More than half of the children reported using their current prosthesis willingly for a minimum of eight hours a day. Two, however, did not wear their current prosthesis.

Figure 1 outlines the most frequent reasons prostheses are worn.

Of the seventeen currently using a prosthesis, nine wrote that it was used primarily as an active device, while the others used it passively.

The extent to which prostheses improved function was: six (35%) had increases in function to be "a great deal", eight (47%) "somewhat", two (12%) "not at all" and three (15%) reported that the prosthesis impeded function.

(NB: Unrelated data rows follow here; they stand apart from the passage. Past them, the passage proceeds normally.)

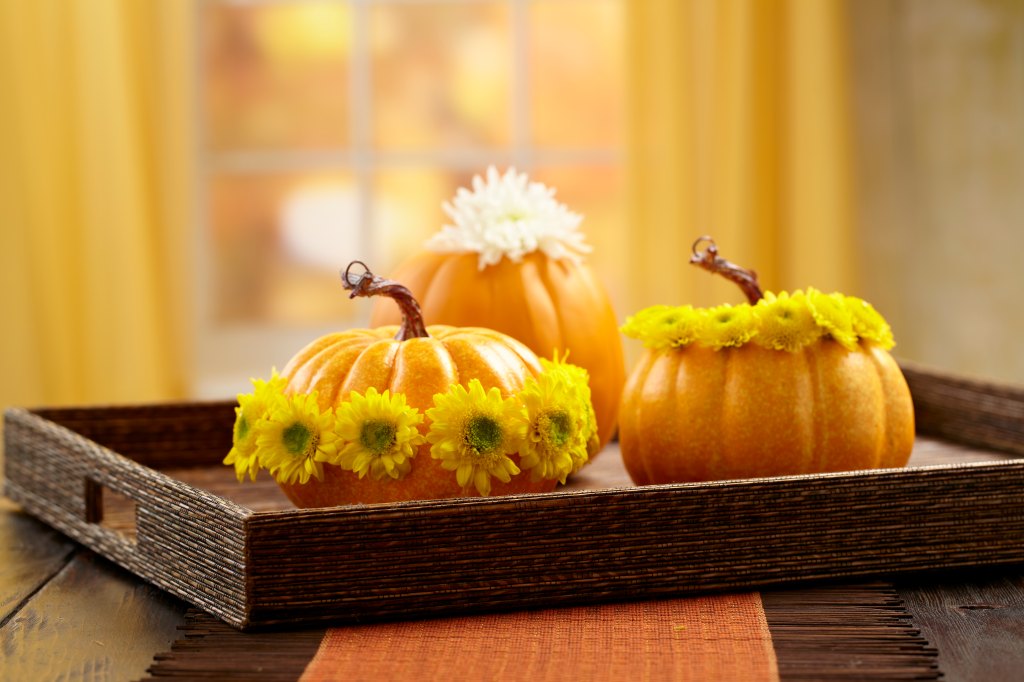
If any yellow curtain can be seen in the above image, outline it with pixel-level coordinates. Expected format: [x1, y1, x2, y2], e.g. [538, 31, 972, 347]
[627, 0, 856, 309]
[0, 0, 195, 407]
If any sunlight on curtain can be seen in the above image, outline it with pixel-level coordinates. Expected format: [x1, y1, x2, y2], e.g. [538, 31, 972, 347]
[0, 0, 194, 407]
[628, 0, 855, 309]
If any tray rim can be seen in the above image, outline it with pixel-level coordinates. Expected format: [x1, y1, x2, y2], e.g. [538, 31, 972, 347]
[4, 356, 1024, 628]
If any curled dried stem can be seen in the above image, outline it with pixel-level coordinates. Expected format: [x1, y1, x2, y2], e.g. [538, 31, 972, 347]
[690, 235, 764, 305]
[341, 260, 429, 341]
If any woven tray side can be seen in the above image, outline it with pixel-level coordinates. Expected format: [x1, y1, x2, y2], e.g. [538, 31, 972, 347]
[4, 409, 251, 625]
[900, 361, 1024, 456]
[241, 461, 1024, 624]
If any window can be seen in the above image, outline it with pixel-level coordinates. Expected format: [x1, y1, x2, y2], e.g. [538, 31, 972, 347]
[196, 0, 625, 396]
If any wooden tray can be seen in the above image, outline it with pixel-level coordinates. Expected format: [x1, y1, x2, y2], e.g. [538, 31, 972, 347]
[5, 365, 1024, 628]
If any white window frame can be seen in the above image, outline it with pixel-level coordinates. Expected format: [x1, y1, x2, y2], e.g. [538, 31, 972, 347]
[190, 0, 629, 399]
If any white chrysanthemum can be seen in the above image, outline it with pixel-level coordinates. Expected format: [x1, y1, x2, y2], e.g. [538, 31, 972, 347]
[426, 166, 590, 270]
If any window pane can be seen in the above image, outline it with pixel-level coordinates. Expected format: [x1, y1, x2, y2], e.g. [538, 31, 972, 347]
[371, 2, 512, 150]
[210, 172, 365, 325]
[528, 0, 625, 148]
[371, 168, 473, 273]
[204, 0, 352, 151]
[530, 165, 630, 313]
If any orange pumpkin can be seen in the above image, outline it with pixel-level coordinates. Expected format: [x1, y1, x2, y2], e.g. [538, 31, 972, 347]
[620, 238, 914, 484]
[225, 263, 596, 507]
[371, 168, 626, 447]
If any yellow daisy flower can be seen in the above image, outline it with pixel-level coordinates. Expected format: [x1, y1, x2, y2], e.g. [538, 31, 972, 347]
[754, 291, 821, 351]
[256, 392, 338, 483]
[519, 357, 595, 483]
[224, 370, 288, 483]
[541, 352, 601, 464]
[807, 288, 857, 350]
[845, 296, 896, 350]
[622, 305, 700, 350]
[696, 303, 757, 350]
[426, 379, 525, 496]
[327, 387, 426, 480]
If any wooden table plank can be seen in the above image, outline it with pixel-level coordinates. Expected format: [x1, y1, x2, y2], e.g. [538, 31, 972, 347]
[0, 498, 78, 626]
[0, 536, 185, 680]
[896, 566, 1024, 682]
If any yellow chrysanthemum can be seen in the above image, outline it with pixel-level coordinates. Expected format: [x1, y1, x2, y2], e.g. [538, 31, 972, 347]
[224, 370, 288, 483]
[754, 291, 822, 351]
[622, 305, 701, 350]
[519, 357, 594, 483]
[807, 288, 857, 350]
[845, 296, 896, 350]
[426, 379, 525, 495]
[541, 352, 601, 464]
[327, 387, 426, 480]
[256, 392, 338, 483]
[696, 303, 757, 350]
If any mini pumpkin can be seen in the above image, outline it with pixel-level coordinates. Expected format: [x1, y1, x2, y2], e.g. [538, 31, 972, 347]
[620, 238, 914, 484]
[371, 167, 626, 447]
[224, 261, 596, 507]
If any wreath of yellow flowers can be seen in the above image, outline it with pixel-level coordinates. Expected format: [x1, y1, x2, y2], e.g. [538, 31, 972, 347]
[622, 288, 895, 351]
[224, 357, 599, 496]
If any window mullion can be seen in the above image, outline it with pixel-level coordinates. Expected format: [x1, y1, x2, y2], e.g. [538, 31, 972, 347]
[350, 0, 378, 261]
[508, 0, 536, 171]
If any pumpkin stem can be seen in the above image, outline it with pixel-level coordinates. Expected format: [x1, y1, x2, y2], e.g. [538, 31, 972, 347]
[690, 235, 765, 305]
[341, 260, 429, 341]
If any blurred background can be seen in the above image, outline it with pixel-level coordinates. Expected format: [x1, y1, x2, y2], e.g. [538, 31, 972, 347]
[0, 0, 1024, 419]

Six (35%) respondents said they "liked their prosthesis a lot", nine (53%) that they "liked it", and four (21%) that they "disliked it". Reasons for satisfaction included cosmetic value, increases in function, comfort, and enhancing body image. The primary reason for dissatisfaction was interference with function; some respondents actually felt more functional without it. Suggestions for improvements included lessening weight, increasing durability, making the cosmetic glove less susceptible to discoloration and tears, and finally, developing a prosthesis which could provide both internal and external sensory feedback.

Discussion

The prototypical child amputee in the sample has a congenital amputation involving one hand, at the level of the wrist (achiria), and has owned a myoelectric prosthesis for less than three years. The most popular prosthesis currently used by the sample is the myoelectric prosthesis, confirming the trend toward successful application of this device with juvenile hand amputees.1,14,15,16

The finding that most "regular" prosthetic users were fitted with a prosthesis at an early age (under 3 years) is in accord with frequent reports that have suggested early fitting might influence prosthetic acceptance and enhance function among child amputees positively. 3,11,12,16,17,18,19

Many prosthetic users cited increases in function; this disagrees with Kostuick's8 results which suggest that functional gains may be minimal among unilateral hand amputees. The reason for the discrepancy might be that most subjects in the current study wore a myoelectric prosthesis, and research's has shown that functional use of the myoelectric limb is much greater than that of the standard prosthetic limb. Prostheses are worn primarily for performing specific functional tasks such as holding and carrying objects and playing sports, rather than as a cosmetic device.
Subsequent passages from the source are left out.